They also showed me that math is all around us and is used for more things than we can imagine. The most important thing was that they made me excited and curious to learn more. I discovered several channels on YouTube where they would explain science concepts in a fun and interesting way. We were simply told to memorize a bunch of formulas and use them without knowing how or why they worked.īut one day everything changed. In school, science didn’t interest me because the lessons were not exciting.

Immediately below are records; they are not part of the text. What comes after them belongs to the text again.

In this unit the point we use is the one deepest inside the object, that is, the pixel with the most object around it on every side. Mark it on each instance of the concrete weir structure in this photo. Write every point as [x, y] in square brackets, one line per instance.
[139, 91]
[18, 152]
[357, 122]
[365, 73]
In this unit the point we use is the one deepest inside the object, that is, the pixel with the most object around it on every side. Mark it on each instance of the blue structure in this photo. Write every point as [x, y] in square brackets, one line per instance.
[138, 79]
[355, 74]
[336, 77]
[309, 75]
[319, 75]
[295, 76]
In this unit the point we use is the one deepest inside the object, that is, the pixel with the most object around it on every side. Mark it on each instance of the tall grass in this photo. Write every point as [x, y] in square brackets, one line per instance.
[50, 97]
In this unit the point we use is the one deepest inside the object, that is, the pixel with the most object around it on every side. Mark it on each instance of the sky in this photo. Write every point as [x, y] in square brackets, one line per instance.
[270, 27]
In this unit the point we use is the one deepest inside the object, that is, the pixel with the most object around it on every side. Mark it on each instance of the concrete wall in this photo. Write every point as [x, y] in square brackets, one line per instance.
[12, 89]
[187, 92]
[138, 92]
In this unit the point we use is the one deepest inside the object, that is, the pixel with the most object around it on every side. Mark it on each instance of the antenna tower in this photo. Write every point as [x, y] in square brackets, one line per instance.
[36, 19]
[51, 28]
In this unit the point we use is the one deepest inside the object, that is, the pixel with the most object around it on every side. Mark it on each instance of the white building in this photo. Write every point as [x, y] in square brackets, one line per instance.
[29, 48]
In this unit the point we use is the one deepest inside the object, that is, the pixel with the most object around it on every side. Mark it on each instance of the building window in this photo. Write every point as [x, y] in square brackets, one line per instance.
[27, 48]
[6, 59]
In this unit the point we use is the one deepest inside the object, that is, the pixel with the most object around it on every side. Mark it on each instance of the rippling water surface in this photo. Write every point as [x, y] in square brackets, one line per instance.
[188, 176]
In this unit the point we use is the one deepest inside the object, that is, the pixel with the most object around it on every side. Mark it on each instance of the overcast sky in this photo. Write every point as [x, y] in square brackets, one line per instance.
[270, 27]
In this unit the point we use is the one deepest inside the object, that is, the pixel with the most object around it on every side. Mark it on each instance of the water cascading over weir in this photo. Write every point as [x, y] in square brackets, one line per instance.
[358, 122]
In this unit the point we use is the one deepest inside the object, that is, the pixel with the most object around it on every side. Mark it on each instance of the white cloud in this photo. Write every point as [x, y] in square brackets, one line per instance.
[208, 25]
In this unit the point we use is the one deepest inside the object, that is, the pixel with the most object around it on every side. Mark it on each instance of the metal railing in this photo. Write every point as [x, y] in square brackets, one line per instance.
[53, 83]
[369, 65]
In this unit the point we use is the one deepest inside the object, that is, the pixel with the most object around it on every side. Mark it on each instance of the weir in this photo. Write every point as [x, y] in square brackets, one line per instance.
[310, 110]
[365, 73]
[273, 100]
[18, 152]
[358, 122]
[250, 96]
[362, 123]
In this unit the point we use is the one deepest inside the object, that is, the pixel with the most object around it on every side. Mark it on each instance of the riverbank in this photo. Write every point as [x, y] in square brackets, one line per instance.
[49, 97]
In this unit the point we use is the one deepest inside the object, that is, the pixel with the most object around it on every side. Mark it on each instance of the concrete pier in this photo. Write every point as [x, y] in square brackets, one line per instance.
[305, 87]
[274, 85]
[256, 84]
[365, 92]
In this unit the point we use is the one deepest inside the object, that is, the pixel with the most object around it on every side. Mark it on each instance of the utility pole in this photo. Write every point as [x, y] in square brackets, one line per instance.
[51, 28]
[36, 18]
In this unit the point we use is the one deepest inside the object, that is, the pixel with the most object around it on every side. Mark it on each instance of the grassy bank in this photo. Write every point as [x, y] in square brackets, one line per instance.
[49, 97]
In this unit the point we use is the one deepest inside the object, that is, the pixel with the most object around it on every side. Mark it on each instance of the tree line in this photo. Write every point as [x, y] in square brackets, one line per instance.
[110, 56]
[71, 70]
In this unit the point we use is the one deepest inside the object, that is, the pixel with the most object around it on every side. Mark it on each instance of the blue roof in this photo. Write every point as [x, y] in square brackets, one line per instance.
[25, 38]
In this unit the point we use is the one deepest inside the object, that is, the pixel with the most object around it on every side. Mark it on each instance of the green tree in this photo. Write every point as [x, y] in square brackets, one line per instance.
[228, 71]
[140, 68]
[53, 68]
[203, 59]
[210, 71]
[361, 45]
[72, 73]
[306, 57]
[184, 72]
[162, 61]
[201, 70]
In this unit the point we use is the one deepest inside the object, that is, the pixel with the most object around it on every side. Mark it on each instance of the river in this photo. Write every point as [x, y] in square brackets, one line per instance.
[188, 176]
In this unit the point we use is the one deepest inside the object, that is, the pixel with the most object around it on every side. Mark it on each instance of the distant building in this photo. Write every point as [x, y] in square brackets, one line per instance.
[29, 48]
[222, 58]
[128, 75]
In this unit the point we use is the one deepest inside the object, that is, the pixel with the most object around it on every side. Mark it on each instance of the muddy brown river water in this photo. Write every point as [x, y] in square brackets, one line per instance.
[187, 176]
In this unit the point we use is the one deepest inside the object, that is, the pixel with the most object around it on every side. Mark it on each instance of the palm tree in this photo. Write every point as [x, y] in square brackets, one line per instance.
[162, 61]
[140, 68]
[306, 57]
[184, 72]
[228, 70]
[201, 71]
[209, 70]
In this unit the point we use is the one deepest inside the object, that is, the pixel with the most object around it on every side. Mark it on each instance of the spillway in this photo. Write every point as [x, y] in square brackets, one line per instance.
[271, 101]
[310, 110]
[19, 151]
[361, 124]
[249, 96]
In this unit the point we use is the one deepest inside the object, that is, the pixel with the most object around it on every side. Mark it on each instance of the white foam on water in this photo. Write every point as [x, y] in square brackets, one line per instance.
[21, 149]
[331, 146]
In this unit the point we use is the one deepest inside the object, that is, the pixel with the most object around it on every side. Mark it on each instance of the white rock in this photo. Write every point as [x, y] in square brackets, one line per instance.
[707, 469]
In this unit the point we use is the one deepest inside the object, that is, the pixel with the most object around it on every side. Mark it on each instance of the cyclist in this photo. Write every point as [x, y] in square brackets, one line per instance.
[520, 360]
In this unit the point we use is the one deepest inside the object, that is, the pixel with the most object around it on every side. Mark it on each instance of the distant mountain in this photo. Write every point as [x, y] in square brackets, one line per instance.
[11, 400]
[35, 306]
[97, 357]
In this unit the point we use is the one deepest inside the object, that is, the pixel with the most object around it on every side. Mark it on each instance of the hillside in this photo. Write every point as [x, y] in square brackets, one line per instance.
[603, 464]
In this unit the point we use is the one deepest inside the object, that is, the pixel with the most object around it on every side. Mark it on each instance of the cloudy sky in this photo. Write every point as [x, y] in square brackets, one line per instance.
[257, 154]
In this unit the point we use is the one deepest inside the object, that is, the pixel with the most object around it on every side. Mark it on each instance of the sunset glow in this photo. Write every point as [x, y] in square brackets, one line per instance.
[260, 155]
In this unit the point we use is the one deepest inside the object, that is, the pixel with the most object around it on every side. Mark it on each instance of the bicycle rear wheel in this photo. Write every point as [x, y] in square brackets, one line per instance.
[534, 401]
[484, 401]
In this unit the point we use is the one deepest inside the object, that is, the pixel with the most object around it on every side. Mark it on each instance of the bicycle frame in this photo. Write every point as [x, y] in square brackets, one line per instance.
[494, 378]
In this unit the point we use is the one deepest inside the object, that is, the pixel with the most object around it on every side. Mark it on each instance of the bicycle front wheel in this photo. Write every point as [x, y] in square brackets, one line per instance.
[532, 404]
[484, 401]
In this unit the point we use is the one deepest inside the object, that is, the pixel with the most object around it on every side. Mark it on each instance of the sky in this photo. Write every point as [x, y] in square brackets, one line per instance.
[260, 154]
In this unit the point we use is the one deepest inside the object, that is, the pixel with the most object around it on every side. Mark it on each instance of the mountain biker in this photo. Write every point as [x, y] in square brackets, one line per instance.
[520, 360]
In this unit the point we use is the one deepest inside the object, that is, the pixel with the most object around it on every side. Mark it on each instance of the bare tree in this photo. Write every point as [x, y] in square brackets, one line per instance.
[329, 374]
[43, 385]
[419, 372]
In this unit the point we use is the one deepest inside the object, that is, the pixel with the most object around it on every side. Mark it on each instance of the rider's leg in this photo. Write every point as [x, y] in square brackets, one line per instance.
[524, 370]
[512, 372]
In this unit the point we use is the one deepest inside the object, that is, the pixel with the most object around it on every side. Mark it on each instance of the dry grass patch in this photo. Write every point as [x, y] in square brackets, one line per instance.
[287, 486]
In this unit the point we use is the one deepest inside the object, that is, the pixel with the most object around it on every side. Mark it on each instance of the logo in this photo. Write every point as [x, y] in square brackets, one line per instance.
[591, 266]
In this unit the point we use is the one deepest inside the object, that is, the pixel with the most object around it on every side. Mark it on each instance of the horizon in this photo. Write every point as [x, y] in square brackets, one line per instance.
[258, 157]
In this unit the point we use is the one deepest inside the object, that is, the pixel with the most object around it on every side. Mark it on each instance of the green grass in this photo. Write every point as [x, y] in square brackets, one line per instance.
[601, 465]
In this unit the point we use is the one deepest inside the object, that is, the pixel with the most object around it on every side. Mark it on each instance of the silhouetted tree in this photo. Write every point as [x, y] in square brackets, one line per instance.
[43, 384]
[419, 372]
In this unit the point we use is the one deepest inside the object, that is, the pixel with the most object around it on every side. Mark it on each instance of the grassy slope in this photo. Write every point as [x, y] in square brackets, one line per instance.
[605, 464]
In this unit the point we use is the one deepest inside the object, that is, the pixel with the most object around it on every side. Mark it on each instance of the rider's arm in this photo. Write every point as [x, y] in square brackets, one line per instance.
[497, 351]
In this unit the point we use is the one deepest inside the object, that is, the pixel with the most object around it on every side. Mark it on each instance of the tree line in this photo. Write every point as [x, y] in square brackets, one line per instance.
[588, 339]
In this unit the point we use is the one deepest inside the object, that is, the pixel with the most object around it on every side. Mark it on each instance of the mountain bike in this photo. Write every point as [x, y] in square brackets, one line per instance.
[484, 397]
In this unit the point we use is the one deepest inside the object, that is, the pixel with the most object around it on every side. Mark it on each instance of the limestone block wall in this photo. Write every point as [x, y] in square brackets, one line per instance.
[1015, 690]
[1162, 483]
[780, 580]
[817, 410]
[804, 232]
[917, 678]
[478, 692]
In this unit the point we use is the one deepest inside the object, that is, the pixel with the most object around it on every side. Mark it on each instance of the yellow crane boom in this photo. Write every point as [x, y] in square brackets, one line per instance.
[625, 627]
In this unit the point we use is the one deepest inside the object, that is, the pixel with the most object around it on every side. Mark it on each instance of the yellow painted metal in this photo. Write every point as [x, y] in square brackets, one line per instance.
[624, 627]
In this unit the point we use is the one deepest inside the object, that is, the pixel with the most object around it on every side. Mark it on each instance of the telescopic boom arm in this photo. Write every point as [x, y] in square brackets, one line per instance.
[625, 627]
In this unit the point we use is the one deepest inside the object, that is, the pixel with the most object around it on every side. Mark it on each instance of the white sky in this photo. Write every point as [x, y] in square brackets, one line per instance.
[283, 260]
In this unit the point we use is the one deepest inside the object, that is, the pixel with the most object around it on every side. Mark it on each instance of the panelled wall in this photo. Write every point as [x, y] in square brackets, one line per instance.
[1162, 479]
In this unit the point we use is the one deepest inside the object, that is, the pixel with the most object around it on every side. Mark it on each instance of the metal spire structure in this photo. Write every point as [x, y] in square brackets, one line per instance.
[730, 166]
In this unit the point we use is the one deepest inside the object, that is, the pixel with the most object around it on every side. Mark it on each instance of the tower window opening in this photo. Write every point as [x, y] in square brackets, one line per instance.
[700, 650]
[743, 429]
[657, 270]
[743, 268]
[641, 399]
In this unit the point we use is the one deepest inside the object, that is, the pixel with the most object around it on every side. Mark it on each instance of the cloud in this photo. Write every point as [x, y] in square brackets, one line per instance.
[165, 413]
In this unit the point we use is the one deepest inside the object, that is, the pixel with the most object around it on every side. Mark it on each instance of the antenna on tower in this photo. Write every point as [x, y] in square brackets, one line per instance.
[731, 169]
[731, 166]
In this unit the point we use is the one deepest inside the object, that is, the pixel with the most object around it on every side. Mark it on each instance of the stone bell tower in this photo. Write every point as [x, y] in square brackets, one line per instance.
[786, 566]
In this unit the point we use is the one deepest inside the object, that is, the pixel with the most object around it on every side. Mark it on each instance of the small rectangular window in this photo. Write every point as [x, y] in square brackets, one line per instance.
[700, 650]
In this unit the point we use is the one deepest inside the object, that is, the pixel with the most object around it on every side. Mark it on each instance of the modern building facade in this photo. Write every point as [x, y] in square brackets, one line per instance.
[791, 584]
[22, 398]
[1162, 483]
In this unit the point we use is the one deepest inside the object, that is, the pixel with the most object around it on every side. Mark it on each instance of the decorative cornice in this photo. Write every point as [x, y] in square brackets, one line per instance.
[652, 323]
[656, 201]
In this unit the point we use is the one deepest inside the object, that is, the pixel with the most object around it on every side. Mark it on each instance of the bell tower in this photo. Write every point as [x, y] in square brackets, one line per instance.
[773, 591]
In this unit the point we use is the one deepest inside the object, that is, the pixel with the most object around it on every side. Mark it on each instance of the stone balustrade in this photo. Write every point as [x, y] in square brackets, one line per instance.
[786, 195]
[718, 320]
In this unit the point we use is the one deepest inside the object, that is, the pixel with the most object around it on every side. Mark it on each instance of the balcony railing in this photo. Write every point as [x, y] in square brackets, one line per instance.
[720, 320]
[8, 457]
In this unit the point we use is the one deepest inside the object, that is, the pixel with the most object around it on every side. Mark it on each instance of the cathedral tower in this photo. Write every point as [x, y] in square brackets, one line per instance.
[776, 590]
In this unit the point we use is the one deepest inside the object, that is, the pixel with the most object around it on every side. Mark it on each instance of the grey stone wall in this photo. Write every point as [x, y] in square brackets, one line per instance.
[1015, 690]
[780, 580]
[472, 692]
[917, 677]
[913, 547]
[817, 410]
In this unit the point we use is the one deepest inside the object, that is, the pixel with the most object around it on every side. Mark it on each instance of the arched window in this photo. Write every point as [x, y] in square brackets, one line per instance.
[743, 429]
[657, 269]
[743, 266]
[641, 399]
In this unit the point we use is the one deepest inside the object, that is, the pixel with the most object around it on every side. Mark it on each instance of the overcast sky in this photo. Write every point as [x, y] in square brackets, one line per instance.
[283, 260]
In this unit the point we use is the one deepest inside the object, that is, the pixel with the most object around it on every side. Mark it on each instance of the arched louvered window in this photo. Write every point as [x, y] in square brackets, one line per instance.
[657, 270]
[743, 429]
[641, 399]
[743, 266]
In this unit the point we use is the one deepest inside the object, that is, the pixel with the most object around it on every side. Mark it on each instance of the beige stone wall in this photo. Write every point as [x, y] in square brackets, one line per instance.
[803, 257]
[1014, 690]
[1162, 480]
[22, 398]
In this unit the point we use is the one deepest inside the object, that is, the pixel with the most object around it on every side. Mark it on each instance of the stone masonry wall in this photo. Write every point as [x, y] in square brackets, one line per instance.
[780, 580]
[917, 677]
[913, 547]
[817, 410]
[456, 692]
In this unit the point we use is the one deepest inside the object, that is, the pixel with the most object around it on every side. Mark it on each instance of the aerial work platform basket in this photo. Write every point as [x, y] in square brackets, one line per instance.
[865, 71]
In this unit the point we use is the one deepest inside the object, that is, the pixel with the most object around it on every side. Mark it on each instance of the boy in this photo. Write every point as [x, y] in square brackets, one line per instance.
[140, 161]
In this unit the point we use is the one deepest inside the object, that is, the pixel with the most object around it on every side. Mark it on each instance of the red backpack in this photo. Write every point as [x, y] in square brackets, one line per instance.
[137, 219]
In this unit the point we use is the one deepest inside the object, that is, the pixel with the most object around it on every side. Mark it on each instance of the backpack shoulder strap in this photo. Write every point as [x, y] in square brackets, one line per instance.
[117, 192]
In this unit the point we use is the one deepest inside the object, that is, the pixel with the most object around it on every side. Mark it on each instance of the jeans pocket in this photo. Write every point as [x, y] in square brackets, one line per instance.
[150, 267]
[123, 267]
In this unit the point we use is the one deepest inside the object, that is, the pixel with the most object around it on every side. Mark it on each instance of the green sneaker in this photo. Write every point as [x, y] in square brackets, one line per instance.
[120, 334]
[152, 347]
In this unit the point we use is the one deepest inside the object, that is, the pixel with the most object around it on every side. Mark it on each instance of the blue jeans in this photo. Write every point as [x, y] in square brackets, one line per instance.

I love learning about new concepts from science, math and technology, although it was not always like that. At the moment I’m finishing my Master’s and after that I would like to start a PhD, as I also like research and teaching. This equation is equivalent to I D 4 / 64 when we express it taking the diameter (D) of the circle. Here, R is the radius and the axis is passing through the centre. Apart from my passion for science, I also enjoy learning new languages, and so I decided to move to Austria to improve my German while studying Engineering. Moment of inertia of a circle or the second-moment area of a circle is usually determined using the following expression I R 4 / 4. In 2015 I moved to Austria to start studying Mechanical Engineering, as I had always wanted to study abroad. I.My name is Alvaro Nebreda and I was born in Spain in 1996. of a disc of mass 0.5 kg and radius 10 cmĪbout an axis passing through its centre and at right angles to its plane. Moment of inertia about an axis tangent to ring and perpendicular to its plane is 0.0625 kgm 2Ĭalculate the M.I. Moment of inertia about an axis tangent to ring andĪns: Moment of inertia about its diameter is 0.0625 kgm 2. Given: Mass of Ring = M = 500 g = 0.5 kg, Radius of ring = R Radius 0.5 m about an axis of rotation coinciding with its diameter and tangent Moment of inertia about an axis tangent to the ring and its plane is 0.09375 kgm 2Ĭalculate the moment of inertia of a ring of mass 500 g and Moment of inertia about its diameter is 0.03125 kgm 2. Moment of inertia about a transverse axis passing through its circumference is 0.125 kgm 2. I = 3/2MR 2 = 3/2 x (0.25 x (0.5) 2) = 3/2Īns: Moment of inertia about a transverse axis passing through its centre is 0.0625 kgm 2. Moment of inertia about an axis tangent to the ring and its Moment of inertia about its diameter is given by Moment of inertia about a transverse axis passing through
Perpendicular to its plane iii) diameter. To the plane and ii) an axis passing through a point on its circumference, Moment of inertia about i) an axis passing through its centre and perpendicular
Point 20 cm from one end is 4.16 x 10-3 kg m 2Ī thin ring has mass 0.25 kg and radius 0.5 m. Of inertia of the thin uniform rod about a transverse axis passing through a Uniform rod about a transverse axis passing through its end is 0.008 kg m 2, Moment Of inertia of the thin uniform rod about a transverse axis passing through itsĬentre is 0.002 kg m 2, Moment of inertia of the thin Given: Mass of rod = M = 0.024 kg, length of rod = l = 1 m. of a thin uniform rod 1 m long and weighingĠ.024 kg about a transverse axis passing through (1) its centre (2) one end (3) Thin uniform rod about a transverse axis passing through its end is 0.012 kg m 2.įind the M. Inertia of the thin uniform rod about a transverse axis passing through its endĬentre is 0.003 kg m 2 and the moment of inertia of the Inertia of the thin uniform rod about a transverse axis passing through its Given: Mass of rod = M = 100 g = 0.1 kg, length of rod = l Length 60 cm about an axis perpendicular to its length and passing through (1) The required axis is 0.1458 kg m 2, and radius of gyration is0.3818 mĬalculate the M.